Cellular and Molecular Biotechnology Research Institute, National Institute of Advanced Industrial Science and Technology, Higashi, Tsukuba, Ibaraki, Japan.
PLoS Comput Biol. 2024 Sep 30;20(9):e1012480. doi: 10.1371/journal.pcbi.1012480. eCollection 2024 Sep.
Recent advances in measurement technologies, particularly single-cell RNA sequencing (scRNA-seq), have revolutionized our ability to acquire large amounts of omics-level data on cellular states. As measurement techniques evolve, there has been an increasing need for data analysis methodologies, especially those focused on cell-type identification and inference of gene regulatory networks (GRNs). We have developed a new method named BootCellNet, which employs smoothing and resampling to infer GRNs. Using the inferred GRNs, BootCellNet further infers the minimum dominating set (MDS), a set of genes that determines the dynamics of the entire network. We have demonstrated that BootCellNet robustly infers GRNs and their MDSs from scRNA-seq data and facilitates unsupervised identification of cell clusters using scRNA-seq datasets of peripheral blood mononuclear cells and hematopoiesis. It has also identified COVID-19 patient-specific cells and their potential regulatory transcription factors. BootCellNet not only identifies cell types in an unsupervised and explainable way but also provides insights into the characteristics of identified cell types through the inference of GRNs and MDS.

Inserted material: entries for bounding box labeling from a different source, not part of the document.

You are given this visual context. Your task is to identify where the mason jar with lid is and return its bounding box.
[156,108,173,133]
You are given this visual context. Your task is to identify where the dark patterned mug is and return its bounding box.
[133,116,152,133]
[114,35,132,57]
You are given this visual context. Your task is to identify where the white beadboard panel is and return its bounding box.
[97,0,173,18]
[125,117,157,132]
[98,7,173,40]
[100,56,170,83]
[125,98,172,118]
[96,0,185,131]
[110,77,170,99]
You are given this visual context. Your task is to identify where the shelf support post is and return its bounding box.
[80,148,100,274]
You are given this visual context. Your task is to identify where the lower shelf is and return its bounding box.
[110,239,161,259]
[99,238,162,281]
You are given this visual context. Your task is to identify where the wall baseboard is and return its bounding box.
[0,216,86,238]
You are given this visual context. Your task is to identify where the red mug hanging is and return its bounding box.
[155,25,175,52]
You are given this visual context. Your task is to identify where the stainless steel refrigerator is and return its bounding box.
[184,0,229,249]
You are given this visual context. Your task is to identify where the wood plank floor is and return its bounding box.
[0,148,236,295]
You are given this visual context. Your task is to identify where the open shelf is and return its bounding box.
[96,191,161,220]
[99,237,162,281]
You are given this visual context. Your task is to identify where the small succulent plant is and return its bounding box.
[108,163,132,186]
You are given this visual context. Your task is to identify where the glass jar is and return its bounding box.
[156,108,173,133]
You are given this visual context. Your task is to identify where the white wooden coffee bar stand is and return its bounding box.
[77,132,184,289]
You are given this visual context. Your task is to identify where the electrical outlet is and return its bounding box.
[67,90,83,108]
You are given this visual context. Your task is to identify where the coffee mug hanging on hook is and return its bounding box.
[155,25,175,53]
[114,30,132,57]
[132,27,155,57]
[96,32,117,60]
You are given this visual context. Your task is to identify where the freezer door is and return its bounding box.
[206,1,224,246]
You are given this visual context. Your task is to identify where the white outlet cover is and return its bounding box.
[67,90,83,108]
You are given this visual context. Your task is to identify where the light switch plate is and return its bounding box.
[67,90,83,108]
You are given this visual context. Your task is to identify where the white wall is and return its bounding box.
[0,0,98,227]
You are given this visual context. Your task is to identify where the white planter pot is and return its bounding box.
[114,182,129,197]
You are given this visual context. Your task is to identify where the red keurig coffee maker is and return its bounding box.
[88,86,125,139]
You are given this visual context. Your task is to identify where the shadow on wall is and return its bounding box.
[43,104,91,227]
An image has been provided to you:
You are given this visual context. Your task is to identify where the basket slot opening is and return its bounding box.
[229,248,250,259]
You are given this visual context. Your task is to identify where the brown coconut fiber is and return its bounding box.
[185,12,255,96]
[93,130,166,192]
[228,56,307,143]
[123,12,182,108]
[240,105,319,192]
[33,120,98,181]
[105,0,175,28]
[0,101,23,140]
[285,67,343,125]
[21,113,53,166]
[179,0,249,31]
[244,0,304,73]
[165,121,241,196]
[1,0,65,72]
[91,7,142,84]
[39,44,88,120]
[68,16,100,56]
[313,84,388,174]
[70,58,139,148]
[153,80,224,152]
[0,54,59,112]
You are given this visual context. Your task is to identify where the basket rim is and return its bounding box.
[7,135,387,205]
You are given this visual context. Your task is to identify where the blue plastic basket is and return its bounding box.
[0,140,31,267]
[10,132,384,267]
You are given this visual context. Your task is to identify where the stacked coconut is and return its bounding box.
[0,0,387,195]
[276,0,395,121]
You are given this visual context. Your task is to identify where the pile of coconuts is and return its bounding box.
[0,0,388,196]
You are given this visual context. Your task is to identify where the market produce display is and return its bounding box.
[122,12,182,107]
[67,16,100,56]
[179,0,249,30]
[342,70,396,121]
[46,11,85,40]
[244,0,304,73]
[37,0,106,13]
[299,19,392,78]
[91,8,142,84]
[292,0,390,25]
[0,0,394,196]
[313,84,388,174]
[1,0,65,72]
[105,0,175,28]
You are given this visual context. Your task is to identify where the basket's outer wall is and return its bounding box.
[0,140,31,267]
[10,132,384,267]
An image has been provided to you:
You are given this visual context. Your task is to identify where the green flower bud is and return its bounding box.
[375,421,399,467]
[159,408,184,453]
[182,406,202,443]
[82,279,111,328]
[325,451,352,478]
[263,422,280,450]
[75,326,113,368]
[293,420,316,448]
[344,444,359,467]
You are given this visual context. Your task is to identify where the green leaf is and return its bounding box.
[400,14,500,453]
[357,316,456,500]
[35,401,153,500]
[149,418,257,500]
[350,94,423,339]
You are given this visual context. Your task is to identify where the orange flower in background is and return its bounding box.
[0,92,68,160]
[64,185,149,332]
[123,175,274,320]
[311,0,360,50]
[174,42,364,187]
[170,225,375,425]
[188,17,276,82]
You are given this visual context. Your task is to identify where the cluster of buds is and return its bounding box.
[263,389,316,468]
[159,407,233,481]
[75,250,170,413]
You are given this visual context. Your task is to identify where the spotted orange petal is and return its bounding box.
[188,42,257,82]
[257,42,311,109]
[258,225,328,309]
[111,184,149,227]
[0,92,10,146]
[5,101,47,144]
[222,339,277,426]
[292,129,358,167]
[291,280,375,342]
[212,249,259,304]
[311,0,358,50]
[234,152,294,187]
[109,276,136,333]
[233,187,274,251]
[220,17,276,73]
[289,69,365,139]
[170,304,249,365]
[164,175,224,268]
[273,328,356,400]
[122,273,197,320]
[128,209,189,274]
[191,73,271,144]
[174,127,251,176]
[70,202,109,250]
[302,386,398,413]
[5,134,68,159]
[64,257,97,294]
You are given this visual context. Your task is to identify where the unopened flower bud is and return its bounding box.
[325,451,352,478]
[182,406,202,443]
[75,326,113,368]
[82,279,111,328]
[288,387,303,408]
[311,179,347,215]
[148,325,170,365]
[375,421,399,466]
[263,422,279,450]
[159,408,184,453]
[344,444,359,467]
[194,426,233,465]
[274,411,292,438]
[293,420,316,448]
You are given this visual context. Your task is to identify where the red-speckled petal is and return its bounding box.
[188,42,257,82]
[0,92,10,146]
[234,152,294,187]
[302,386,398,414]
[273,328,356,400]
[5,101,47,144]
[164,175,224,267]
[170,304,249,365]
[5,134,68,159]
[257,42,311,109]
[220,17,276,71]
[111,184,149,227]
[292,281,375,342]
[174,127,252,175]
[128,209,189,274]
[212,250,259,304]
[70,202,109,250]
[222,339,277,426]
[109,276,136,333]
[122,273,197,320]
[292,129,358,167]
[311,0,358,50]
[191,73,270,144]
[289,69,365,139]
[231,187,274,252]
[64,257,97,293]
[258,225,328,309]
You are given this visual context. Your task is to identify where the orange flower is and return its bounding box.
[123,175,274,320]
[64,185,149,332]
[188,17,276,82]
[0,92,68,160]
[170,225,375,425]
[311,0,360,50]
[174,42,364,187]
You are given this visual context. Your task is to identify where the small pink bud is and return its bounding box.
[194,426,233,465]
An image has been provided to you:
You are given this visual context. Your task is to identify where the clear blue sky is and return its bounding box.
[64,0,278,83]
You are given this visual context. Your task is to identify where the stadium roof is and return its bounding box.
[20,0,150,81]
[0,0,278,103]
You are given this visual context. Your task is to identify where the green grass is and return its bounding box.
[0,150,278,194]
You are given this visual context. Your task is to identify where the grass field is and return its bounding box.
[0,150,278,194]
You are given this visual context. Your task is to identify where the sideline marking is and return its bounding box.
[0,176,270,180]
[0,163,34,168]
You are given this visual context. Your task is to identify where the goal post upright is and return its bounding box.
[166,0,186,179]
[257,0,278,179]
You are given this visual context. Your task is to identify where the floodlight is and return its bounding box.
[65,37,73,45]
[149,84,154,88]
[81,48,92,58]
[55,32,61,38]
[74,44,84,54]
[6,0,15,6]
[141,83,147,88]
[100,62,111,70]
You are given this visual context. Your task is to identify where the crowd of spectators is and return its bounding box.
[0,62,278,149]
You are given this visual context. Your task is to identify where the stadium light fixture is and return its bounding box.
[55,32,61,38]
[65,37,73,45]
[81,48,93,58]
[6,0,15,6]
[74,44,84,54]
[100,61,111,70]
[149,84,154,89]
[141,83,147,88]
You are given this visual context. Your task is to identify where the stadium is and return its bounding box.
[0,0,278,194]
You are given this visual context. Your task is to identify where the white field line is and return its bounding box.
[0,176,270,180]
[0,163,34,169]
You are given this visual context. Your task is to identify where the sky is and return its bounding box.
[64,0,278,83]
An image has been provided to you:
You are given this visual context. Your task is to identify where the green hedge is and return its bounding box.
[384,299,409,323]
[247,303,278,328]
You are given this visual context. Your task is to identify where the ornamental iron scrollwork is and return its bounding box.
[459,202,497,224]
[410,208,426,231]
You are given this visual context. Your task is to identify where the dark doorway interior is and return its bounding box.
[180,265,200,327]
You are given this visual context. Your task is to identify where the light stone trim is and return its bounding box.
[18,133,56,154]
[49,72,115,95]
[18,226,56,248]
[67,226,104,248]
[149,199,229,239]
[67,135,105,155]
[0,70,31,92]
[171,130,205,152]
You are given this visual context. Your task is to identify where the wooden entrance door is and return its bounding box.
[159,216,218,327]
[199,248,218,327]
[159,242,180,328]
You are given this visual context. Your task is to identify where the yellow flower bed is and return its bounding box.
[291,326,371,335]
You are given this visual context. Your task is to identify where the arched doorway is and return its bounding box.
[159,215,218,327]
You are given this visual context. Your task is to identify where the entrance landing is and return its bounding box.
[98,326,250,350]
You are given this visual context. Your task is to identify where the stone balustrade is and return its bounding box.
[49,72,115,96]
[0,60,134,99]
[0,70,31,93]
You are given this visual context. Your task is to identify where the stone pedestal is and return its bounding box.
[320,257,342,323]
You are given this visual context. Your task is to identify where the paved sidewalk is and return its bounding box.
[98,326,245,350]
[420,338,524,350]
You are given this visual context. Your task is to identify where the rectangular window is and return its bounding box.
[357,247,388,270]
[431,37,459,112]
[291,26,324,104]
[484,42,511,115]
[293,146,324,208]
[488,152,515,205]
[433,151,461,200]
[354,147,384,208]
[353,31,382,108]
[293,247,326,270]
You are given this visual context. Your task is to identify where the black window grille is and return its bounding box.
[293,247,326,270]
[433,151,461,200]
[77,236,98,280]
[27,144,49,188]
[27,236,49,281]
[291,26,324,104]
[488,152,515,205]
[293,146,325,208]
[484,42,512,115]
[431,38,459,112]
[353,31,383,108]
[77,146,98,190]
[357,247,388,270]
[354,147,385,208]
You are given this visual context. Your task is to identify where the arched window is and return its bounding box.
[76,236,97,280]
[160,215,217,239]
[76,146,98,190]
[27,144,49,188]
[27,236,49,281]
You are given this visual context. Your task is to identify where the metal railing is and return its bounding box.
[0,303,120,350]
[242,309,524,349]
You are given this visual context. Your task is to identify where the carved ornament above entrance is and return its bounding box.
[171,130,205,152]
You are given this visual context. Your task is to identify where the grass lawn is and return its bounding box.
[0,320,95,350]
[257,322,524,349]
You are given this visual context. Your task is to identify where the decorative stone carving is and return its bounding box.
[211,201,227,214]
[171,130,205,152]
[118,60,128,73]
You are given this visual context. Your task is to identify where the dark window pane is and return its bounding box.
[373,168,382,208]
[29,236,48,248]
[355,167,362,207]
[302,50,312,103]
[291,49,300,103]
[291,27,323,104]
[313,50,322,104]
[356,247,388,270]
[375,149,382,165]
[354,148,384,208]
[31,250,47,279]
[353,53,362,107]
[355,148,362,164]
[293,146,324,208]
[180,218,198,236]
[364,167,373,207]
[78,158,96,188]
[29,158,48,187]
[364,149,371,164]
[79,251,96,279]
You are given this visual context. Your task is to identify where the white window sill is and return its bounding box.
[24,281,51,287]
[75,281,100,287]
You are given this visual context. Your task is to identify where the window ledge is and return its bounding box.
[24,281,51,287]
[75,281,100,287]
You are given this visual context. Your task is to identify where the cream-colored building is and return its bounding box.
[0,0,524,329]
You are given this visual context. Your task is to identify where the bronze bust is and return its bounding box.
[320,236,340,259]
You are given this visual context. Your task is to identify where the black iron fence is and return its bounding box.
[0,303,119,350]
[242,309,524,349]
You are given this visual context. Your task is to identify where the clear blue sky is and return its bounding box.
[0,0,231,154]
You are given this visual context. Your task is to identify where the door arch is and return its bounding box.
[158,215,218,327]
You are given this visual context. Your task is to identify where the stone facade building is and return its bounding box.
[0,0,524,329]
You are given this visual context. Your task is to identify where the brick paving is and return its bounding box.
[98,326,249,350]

近年来,测量技术,尤其是单细胞 RNA 测序(scRNA-seq)的进步,极大地提高了我们获取细胞状态的组学水平数据的能力。随着测量技术的发展,数据分析方法的需求也在不断增加,特别是那些专注于细胞类型识别和基因调控网络(GRN)推断的方法。我们开发了一种名为 BootCellNet 的新方法,该方法使用平滑和重采样来推断 GRN。利用推断出的 GRN,BootCellNet 进一步推断出最小支配集(MDS),即一组决定整个网络动态的基因。我们已经证明,BootCellNet 可以从 scRNA-seq 数据中稳健地推断出 GRN 及其 MDS,并使用外周血单核细胞和造血的 scRNA-seq 数据集来促进细胞群的无监督识别。它还鉴定了 COVID-19 患者特异性细胞及其潜在的调节转录因子。BootCellNet 不仅可以以无监督和可解释的方式识别细胞类型,还可以通过推断 GRN 和 MDS 来提供对鉴定出的细胞类型特征的深入了解。